The default Sigma(I) cutoff is -3
See:
http://www.hkl-xray.com/hkl_web1/hkl/Scalepack_Keywords.html (keyword
SIGMA CUTOFF)

This is more complicated if there are partials -
The -3 Sigma cut-off applies to "measurements"
"measurements" can be full or partial (I think).
I believe the reflection is rejected if any of its partials are rejected-
  (although theoretically it should be possible to approximate an intensity
  from intensity of one of its partials)
The number rejected will be greater if only one of the partials needs to
fail the sigma cutoff than if they are all added up before the cutoff is
applied



2) Under Refinement, Refinement Statistics section: Number unique
reflections (all)

I think in refinement this just means test + working reflections?


In data reduction it is more complicated.
I think you have the following:
measurements  - number of spots for which denzo recorded a complete reflection
        or a full set of partials (different from "measurements" above?)
reflections, possible  - Theoretical number unique reflections in range
reflections, measured  - Unique reflections with at least one measurement
reflections, observed  - whats left, after aplying rejection criterion
        during data reduction.

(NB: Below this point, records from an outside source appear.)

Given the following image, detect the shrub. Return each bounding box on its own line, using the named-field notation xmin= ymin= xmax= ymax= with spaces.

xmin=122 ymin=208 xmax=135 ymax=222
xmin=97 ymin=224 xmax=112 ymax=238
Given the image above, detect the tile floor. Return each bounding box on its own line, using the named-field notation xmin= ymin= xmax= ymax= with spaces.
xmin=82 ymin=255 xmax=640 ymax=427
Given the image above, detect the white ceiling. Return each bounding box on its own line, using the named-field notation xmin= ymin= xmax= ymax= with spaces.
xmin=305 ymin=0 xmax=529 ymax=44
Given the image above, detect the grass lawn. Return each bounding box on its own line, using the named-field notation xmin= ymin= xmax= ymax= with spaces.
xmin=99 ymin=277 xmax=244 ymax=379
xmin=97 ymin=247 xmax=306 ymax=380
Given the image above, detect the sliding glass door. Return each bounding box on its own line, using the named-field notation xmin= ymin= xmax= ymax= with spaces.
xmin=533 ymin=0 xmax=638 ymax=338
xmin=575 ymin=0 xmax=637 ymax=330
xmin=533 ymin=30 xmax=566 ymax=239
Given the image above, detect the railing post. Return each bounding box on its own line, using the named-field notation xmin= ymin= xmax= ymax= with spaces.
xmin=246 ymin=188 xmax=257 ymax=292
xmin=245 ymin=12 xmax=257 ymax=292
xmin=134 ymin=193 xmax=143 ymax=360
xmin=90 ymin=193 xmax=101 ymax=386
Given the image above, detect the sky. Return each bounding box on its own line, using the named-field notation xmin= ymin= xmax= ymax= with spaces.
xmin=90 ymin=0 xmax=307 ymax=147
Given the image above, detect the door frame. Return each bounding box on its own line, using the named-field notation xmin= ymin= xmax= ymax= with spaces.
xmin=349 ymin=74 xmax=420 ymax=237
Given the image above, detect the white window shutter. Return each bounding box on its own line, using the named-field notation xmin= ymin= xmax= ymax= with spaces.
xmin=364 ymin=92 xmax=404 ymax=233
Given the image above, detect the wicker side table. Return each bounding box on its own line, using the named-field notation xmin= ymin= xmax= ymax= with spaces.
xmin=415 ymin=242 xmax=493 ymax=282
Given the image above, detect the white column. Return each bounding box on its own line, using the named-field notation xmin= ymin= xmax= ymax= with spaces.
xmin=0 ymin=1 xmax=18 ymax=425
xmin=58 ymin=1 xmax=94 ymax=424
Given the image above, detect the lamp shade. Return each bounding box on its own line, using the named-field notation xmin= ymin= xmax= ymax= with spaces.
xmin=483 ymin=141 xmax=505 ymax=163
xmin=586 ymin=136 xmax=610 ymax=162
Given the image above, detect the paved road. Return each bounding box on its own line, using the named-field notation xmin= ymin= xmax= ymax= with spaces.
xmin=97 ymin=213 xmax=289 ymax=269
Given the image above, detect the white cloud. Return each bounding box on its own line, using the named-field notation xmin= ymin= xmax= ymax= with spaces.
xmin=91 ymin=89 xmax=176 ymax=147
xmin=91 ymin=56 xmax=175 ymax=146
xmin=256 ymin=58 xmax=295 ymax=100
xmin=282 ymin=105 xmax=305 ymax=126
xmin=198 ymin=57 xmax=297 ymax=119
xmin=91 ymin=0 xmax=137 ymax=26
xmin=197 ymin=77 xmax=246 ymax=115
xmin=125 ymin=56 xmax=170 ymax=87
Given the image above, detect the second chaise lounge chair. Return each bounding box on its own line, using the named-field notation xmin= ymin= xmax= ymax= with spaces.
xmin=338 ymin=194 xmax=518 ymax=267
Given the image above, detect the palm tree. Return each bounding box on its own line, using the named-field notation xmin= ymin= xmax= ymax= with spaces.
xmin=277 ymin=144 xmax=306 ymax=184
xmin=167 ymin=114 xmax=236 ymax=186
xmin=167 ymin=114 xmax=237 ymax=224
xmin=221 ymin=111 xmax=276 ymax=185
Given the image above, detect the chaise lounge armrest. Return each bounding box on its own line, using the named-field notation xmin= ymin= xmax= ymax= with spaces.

I would say once a reflection has been measured,
        it has already passed the -3sigma cutoff, we never reject a measured
        reflection.
reflections used in refinement - after applying resolution and sigma cutoffs
        in refinement
(Don't take my word for this- I'm confused, as you can see. Hoping for 
clarification)



Another question- it is often suggested to use I/sigI = 2 in a shell as
the criterion for resolution cutoff. And I/sigI is one of the parameters
needed for deposition. But is this the average I/sigI for individual
measurements, which (I think) is what you can estimate from the last table of
scalepack output, or the average of I/SigI for the reduced unique reflections,
which you could get from a table in truncate log file?
Sigma I for the reduced reflection should be smaller than sigmaI for
the individual measurements, as standard error of the mean is smaller
than standard deviation of the measurement.